La CGEM remet au gouvernement son mémorandum relatif aux amendements
La Confédération générale des entreprises du Maroc (CGEM) a remis, au gouvernement, son mémorandum concernant les amendements à apporter à la loi sur les délais de paiement, annonce mercredi un communiqué du patronat.
Soucieuse de créer un environnement des affaires orienté vers la bonne gouvernance avec pour objectif une croissance économique durable, la CGEM invite, via ce mémorandum, le gouvernement à prendre les mesures nécessaires pour optimiser la mise en application de la loi 32-10 sur les délais de paiement et à favoriser la circulation des flux financiers, notamment dans une économie crispée par la conjoncture nationale et internationale, explique la CGEM dans un communiqué parvenu à la MAP.

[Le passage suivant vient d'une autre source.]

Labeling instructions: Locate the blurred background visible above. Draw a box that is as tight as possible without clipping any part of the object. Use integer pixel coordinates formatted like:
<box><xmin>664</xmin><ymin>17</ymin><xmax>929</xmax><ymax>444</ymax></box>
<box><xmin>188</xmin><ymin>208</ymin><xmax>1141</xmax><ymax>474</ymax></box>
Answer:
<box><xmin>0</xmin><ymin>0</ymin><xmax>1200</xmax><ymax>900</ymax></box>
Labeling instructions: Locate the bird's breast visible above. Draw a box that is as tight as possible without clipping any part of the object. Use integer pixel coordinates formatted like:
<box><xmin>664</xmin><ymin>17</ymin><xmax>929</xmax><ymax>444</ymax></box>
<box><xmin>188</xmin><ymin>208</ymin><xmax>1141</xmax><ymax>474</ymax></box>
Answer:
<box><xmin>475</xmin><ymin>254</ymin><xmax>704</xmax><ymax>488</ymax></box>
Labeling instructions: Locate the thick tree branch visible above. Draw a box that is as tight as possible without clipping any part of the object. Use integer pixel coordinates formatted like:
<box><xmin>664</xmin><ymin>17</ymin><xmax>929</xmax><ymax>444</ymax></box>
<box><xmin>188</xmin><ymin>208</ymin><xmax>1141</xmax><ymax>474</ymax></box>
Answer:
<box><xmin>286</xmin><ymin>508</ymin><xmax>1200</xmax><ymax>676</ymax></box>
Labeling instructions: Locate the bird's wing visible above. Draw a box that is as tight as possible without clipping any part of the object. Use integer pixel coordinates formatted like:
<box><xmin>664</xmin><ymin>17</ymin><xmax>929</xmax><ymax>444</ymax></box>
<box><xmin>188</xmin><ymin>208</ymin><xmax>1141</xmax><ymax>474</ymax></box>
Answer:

La Confédération appelle à l'alignement du taux des intérêts moratoires, prévu par le décret 2-03-703 « relatif aux délais de paiement et aux intérêts moratoires en matière de marchés de l'Etat », sur les taux de la pénalité introduite par « la loi 32-10 fixant les délais de paiement au Maroc », poursuit la même source, et ce en vue de garder le caractère dissuasif dudit taux et d'assurer un traitement équitable pour tous les opérateurs.
La CGEM estime nécessaire et utile que l'Etat, premier client, donne l'exemple à travers notamment la clarification des modalités de réception des biens, travaux et des services dans le cadre des marchés, a-t-elle ajouté, proposant le paiement automatique, sans réclamation préalable, des intérêts moratoires en cas de retard de paiement par l'Etat.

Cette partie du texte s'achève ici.